From Grit and Grime to Glitz and Glam...

Traveling from Ghana to Croatia after a couple of months is a bit of a culture shock. From bumpy rides on dusty, rubbish-lined roads and to harbours filled with yachts of the rich and famous. The extravagant waterfronts, lavish night life, and tourist-centred activities were neither what I expected nor sought after my summer in rural communities. The contrast was stark, though not quite to the extent that my title suggests. And while the views of the Adriatic were spectacular, I could not suppress a desire to be back on a farm. 

The good news is that Croatia actually has a quite strong agricultural and culinary culture, steeped in history and tradition. While the coastal economy relies more heavily on tourism, you don't have to venture far beyond the downtown area of a city before olive groves and vineyards start cropping up. The landscape reflects its Mediterranean climate, with figs and herbs growing well in the semi-arid, sea-side region. Traditional Croatian communities, essentially through much of the 19th century, centred around land on which multiple generations of extended family lived and worked. Even these days, the majority (some figures as high as 98%) are family farms.

One of the well-documented and seemingly (based on poor signage and overgrown paths) little  frequented wonders of Hvar island is the ancient character of the land. The Starigrad Plain, a UNESCO World Heritage Site, has remained in cultivation since Greek colonization in the 4th century BCE. While the fact that grapes and olives have grown in the fertile plain for over two millennia is pretty incredible, the draw is the ancient land parcel system still evident today. Stone walls in various states of disrepair delineate the geometrical distribution of land common in the Mediterranean. Despite various threats from consolidation, mechanisation, and economic change in recent history, the landscape still maintains much of its historic character.
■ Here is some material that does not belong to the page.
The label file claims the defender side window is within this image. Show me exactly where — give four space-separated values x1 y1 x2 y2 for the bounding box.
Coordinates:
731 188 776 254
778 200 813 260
Remnants of bygone agriculture shaping fields today
What's astounding to me is the contrast with other agricultural systems. Starigrad Plain represents an agricultural approach that has proven to be sustainable in the long-term. While I am unsure what type of chemicals and fertilizers now are used, the same crops have grown continuously on the same land for 24 centuries! I cannot even fathom the conventional industrial agriculture in the United States, for example, sustaining such a long period of trials and tribulations.

The other thing it demonstrates is the stability of the region. Thinking about my recent discussions with farmers in Ghana, it is clear that what is possible in somewhere like Croatia, Italy, Greece, or other Mediterranean countries would not work in much of the world. Variability of rainfall, temperature, wind, etc. makes it essential to be flexible and constantly adapt. If you held firmly to planting the same crop in the same place year after year, at some point the crop would fail, and repeatedly. We are celebrating an agricultural heritage site because evidence of its longevity it's still visible. I suppose this is a constraint we face, where we believe and value what we see. One can hope that we also find ways to appreciate long-standing agricultural traditions that may not have such a public face.